Will I ever be brave enough to leave and rebuild?

I feel the experience of domestic / family violence is so complex, with tentacles weaving throughout touching every facet of my life! it is hard to know where to start. I am a First Nations woman, a woman with a disability, a mother who experienced teen parenthood, a woman healing from childhood trauma, a woman healing from addiction, a woman who made it out of homelessness, and a victim survivor of family violence. I have been in my relationship for 15 years. Many times I have tried to leave, many times I lay awake at night hating myself for letting my child grow up around abuse. I am a shell of my old self, I have been cleaned inside out with the brush of abuse. I am a new person i dont really know anymore.

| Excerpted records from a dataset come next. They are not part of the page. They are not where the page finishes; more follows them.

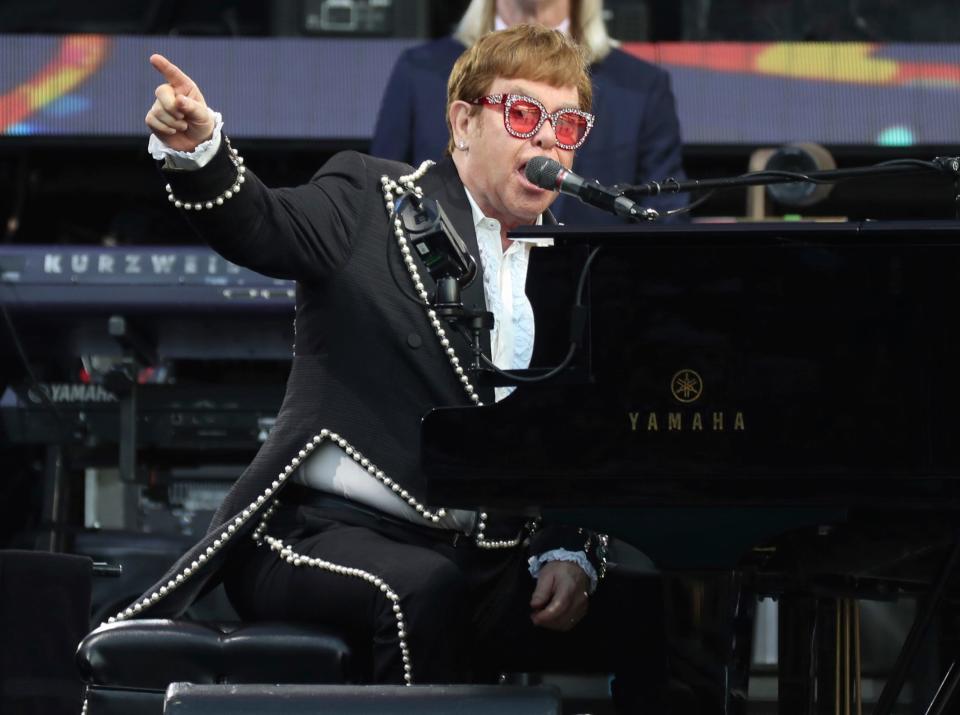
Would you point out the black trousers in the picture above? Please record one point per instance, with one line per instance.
(466, 610)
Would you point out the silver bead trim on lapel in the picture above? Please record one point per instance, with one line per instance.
(296, 559)
(482, 541)
(230, 527)
(391, 190)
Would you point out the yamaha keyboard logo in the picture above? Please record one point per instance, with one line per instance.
(687, 387)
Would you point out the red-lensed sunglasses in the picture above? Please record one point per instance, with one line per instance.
(523, 116)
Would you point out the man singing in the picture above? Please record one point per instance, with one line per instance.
(329, 523)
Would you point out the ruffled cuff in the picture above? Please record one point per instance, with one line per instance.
(196, 159)
(535, 563)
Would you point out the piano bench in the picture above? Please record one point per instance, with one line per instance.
(127, 666)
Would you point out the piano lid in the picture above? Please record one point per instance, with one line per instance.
(746, 363)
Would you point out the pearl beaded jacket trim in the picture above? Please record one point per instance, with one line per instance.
(226, 195)
(392, 190)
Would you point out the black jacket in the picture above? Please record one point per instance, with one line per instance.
(367, 362)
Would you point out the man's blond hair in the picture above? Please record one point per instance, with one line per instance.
(586, 25)
(528, 52)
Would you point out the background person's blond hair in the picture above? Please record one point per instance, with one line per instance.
(586, 25)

I met my partner online, and after meeting him in person the first time, I had decided " I dont like him, im not going to speak to him anymore". Everyday, he showed up at my house, I found out years later in a conversation he told me he watched my house for when i come home!

He basically refused to leave me alone and here we are 15 years later. The abuse began quite quickly, a calm man when sober and the devil when he drank. He would attempt to choke our friends and it was not long until i was completely isolated with no friends. We were homeless for 1 year, living in hotels and caravan parks (with my 2 yr old son). I finally got approved for a small unit and we moved in together. The abuse became physical upon moving in to my first house with him, he would strangle me and kick me and sit on me so i couldnt move. One day the assault became severe and i just called the police and hid my phone praying they were on the other end listening to the situation play out and would come to save me soon, and thankfully they did.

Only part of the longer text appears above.